Zimbabwe Makes Strides in Debt Clearance with US$170 Million Payout
- Southerton Business Times
- Aug 20
- 2 min read

Zimbabwe’s drive to clear arrears and resolve external debt obligations has gained significant momentum, with the Ministry of Finance, Economic Development and Investment Promotion confirming a payment of over US$170 million to external creditors during the first half of 2025. The disbursement, covering legacy debts, commitments to development partners, and obligations to major multilateral institutions, marks a major milestone in the government’s strategy to restore credibility with global lenders.
Treasury officials, speaking at a strategic meeting in Harare, described the payments as a critical step toward unlocking new avenues for development finance and rebuilding investor confidence.
“These payments are critical to positioning Zimbabwe as a credible partner in the eyes of global financiers,” a Treasury official said, adding that the move also signals the country’s commitment to fulfilling its obligations despite ongoing domestic developmental needs.
In December 2022, the government established the Structured Dialogue Platform, a forum bringing together creditors and development partners for continuous engagement on arrears clearance and debt resolution. Analysts note that this platform has been instrumental in fostering transparency, dialogue, and cooperation between Zimbabwe and its international creditors. Economists say that while the US$170 million represents only a fraction of the country’s total debt — which stood at over US$20 billion as of December 2024 — it is a significant step toward re-establishing access to concessional loans and other financing options.
“The clearance agenda speaks volumes about government’s commitment to pay. This is the hallmark of rebuilding trust, confidence, and restoring relationships at a time when Treasury is mobilising resources to scale up projects across the country,” said Albert Makochekanwa, director of the University of Zimbabwe Business School.
Development economist Prosper Chitambara highlighted the balancing act Zimbabwe faces between meeting external debt obligations and funding domestic development.
“These efforts highlight government’s balancing act between debt obligation and domestic developmental needs. It is a vital part of the engagement and re-engagement strategy that underpins national growth,” Chitambara said.
The payment demonstrates Zimbabwe’s strategy to gradually normalize relations with global lenders, thereby attracting foreign direct investment (FDI) and unlocking concessional financing for critical infrastructure projects. Analysts note that sustained engagement and a clear track record of payments will be vital in improving the country’s sovereign creditworthiness. Treasury figures indicate that the repayment was facilitated by revenue mobilization efforts, remittance inflows, and careful fiscal management, reflecting the government’s commitment to prioritizing debt clearance alongside domestic economic growth initiatives.

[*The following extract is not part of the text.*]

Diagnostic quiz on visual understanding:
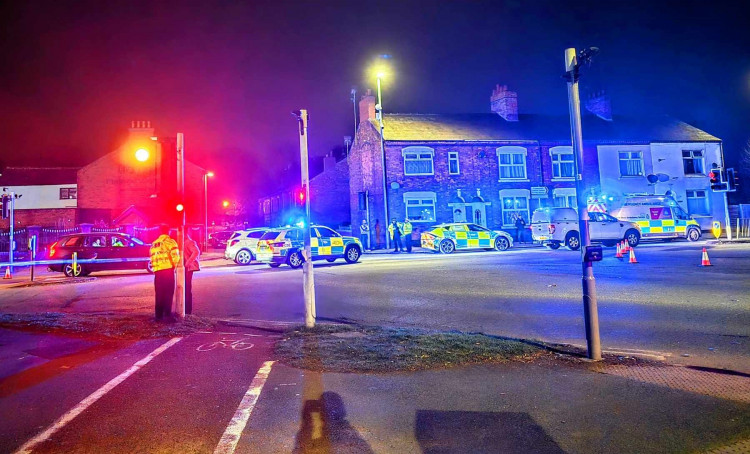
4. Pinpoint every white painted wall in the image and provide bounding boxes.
[4,184,78,210]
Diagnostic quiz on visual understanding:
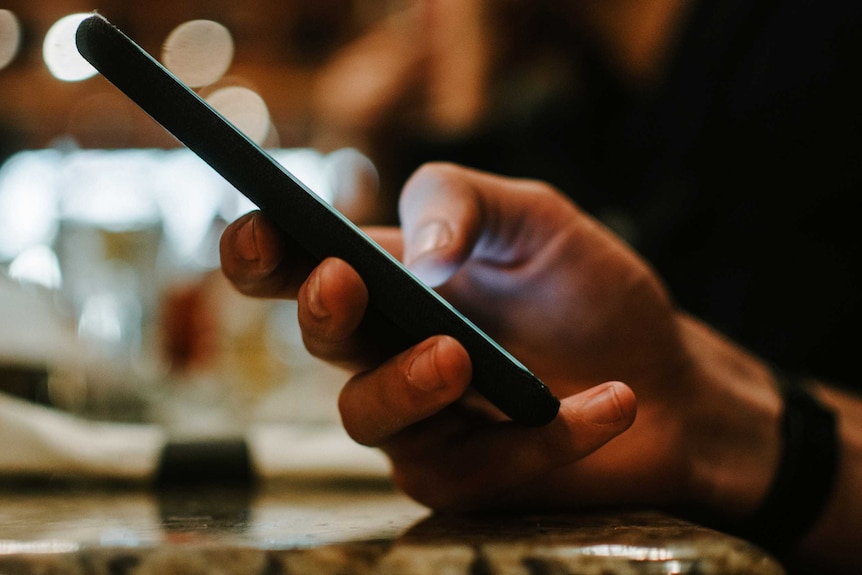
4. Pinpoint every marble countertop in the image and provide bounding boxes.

Policymakers express optimism that this momentum will strengthen Zimbabwe’s financial standing and bolster investor confidence, which is essential for attracting long-term capital inflows, expanding industrial capacity, and generating employment.
“Our goal is not only to reduce arrears but also to demonstrate that Zimbabwe is a reliable partner on the global stage. This is critical for future economic expansion,” a Treasury official noted.
As Zimbabwe continues its engagement with multilateral creditors, the emphasis remains on maintaining fiscal discipline, prioritizing key development projects, and ensuring that future borrowing is sustainable. Analysts agree that these debt clearance efforts, coupled with structural reforms, could lay the foundation for stronger economic resilience and sustainable growth in the years ahead.